Carolina Meadows residents were recently exposed to previously unfamiliar and intriguing background information on the late Chinese Premier Mao Tse Tung. The occasion in April was jointly sponsored by Thoughtful People and World Affairs. It featured a lecture in the auditorium by one-time UNC history professor and author Steven Levine. The subject was Levine’s new book, Mao: The Real Story, co-authored with Alexander Pantsov and scheduled for publication by Simon and Schuster in October.
Pantsov, a Russian, researched the book in Moscow at the Soviet Communist Party archives which have not long been open to the public. These files, in addition to containing a wealth of information on Soviet Communism, include considerable documentation on the early years and subsequent development of the Chinese Communist Party.

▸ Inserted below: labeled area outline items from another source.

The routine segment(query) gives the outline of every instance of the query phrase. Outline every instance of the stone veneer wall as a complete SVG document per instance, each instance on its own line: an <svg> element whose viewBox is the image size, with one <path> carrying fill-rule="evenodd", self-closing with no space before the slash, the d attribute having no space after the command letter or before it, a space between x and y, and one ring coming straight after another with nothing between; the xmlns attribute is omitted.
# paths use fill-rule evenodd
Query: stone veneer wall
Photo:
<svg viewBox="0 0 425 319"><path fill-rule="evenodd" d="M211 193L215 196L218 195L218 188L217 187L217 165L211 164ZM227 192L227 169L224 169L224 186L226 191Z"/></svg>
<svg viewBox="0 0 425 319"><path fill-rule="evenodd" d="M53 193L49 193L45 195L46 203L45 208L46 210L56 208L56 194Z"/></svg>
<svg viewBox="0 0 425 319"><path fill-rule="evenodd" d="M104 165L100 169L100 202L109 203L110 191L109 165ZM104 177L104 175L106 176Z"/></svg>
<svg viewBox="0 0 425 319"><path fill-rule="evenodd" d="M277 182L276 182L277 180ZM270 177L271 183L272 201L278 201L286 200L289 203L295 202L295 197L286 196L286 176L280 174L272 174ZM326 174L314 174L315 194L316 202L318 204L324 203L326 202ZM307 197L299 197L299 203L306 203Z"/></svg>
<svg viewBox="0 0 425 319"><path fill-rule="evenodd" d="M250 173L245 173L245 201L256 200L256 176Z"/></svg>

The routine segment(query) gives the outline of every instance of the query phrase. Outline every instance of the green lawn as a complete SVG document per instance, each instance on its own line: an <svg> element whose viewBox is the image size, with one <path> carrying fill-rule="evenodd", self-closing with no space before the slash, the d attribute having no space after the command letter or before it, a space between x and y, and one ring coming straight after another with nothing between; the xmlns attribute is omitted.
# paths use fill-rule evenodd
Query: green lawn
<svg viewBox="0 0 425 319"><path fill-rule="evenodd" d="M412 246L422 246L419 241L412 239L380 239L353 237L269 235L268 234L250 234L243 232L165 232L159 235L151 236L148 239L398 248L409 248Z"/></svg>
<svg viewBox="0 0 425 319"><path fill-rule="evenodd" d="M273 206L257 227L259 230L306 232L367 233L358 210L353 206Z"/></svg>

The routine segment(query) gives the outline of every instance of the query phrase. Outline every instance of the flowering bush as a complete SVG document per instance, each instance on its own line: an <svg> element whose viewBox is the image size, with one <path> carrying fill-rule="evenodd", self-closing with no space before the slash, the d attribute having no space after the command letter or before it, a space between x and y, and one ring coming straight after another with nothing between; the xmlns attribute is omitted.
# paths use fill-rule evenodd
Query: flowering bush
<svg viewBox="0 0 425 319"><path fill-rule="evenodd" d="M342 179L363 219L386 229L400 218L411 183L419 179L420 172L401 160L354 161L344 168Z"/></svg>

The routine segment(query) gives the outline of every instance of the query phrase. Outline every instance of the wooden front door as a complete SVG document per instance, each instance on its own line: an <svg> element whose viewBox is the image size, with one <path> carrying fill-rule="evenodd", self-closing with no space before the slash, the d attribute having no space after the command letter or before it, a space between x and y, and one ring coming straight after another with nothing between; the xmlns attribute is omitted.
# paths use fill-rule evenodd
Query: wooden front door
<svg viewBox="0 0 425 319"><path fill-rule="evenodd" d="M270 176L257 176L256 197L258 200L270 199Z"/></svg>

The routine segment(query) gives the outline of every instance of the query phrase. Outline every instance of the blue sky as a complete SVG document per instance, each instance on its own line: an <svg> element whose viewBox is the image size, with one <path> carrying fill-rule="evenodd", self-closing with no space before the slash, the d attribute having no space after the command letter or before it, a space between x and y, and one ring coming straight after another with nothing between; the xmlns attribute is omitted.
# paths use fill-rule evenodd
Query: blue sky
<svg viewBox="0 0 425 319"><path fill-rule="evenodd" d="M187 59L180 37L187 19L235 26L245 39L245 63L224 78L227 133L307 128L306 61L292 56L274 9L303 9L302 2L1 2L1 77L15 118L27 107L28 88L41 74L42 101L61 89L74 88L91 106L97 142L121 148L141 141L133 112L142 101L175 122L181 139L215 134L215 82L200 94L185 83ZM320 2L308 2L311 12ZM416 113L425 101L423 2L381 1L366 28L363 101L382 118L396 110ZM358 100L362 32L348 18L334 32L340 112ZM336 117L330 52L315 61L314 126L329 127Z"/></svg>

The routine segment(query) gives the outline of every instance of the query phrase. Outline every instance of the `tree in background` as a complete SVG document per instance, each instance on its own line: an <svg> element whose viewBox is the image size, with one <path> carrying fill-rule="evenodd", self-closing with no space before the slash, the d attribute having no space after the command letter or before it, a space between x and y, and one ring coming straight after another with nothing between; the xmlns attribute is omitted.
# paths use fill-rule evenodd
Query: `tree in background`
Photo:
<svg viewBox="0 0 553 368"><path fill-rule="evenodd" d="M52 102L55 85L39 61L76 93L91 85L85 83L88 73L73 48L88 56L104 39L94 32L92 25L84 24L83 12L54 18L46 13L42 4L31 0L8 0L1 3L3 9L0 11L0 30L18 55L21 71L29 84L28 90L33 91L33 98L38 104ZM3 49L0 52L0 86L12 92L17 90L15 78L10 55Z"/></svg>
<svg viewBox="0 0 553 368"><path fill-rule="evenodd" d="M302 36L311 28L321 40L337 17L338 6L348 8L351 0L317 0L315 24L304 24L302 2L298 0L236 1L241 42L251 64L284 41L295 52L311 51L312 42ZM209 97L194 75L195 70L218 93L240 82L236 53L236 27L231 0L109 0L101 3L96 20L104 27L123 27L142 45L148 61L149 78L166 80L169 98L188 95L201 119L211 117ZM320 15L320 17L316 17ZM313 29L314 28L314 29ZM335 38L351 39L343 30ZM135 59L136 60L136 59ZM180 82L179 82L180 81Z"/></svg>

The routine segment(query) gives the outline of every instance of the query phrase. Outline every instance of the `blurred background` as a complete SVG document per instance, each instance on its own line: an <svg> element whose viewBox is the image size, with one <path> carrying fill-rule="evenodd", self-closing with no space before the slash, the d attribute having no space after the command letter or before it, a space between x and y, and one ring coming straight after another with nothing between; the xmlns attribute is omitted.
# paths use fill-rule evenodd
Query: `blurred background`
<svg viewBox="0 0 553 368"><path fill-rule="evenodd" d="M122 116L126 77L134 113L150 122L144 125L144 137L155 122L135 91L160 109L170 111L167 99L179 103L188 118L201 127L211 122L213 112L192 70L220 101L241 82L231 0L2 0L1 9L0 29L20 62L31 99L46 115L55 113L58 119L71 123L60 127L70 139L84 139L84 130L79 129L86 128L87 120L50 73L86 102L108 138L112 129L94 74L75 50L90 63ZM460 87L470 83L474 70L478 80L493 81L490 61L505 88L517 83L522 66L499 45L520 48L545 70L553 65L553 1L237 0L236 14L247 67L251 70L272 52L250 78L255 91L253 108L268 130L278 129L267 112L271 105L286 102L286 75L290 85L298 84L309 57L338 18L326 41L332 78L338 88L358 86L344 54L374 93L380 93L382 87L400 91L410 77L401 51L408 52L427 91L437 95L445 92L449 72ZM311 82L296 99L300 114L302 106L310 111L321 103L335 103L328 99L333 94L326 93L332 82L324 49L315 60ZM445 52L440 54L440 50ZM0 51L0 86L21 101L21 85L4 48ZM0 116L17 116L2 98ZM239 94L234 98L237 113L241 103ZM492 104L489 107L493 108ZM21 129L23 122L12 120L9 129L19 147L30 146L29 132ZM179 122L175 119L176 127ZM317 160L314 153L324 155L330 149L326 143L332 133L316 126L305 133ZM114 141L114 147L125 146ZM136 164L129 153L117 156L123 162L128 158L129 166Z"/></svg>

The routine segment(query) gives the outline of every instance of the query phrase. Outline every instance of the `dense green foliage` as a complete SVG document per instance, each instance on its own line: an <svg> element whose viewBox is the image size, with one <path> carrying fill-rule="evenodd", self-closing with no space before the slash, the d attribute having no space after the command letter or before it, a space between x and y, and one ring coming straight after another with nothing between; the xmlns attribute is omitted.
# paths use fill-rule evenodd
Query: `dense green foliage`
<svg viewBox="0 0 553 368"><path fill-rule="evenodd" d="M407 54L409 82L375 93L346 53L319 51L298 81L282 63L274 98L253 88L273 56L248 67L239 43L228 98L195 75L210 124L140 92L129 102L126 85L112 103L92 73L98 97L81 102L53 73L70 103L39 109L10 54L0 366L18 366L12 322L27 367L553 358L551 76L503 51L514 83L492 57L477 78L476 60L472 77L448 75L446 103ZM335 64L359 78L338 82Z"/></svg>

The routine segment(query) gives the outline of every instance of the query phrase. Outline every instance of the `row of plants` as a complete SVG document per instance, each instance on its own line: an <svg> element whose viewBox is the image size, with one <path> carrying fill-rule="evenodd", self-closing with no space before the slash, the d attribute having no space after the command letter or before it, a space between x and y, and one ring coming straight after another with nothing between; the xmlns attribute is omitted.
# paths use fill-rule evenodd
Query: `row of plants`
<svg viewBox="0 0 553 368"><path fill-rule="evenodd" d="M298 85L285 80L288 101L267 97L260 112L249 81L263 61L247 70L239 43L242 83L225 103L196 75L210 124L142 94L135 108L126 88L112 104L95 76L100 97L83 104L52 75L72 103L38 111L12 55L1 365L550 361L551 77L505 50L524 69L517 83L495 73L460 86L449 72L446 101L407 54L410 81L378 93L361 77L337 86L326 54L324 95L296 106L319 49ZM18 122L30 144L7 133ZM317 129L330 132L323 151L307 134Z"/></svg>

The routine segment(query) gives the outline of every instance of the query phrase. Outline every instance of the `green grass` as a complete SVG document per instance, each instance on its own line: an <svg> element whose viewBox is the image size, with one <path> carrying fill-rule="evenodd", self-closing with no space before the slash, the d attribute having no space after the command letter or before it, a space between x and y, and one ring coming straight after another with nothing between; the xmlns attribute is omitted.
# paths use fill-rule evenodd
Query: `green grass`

The collection contains fifteen volumes on Mao alone and specific communications between Stalin and his successors with Mao.
In his lecture, Levine focused on three commonly accepted myths concerning Mao and the Chinese Communist revolution. The exhaustive research of the Soviet Communist archives and the resulting Mao:The Real Story proved the myths to be fallacies.
Myth one: Mao was a unique Communist, independent from Soviet Communism, who by virtue of his brilliance and dedication to the cause accomplished a stunning victory over the Nationalists in the Chinese civil war.
Reality was the Chinese Communists were subordinate to the Soviet Communists who established the ground rules and provided the vital funding. The Chinese could not have functioned without this support and if they had attempted to do so they would have been dropped from the Communist International.
Myth two: The Chinese Communist Party came to power through land reform promises which stimulated a powerful peasant revolution.
Reality was tens of millions of Chinese peasants were dispossessed and had absolutely nothing. They were so discontented that they were willing to go with the Chinese Communists simply on the basis that anything would be better. Land reform had little to do with it.
Myth three: Mao was a creative philosopher, brilliant thinker, poet, and great military strategist with a clear vision of a Utopian society.
Reality was Mao was neither creative nor brilliant, his poetry was mediocre, he wrote only one book and two articles and Stalin directed his military activity. He wanted to make China a major power, but had no idea of what kind of society and how to get there. He made huge mistakes, but by the time the people realized this Maoists had accrued so much power that he was relatively secure.
This was a powerful lecture, followed by a stimulating Q and A session.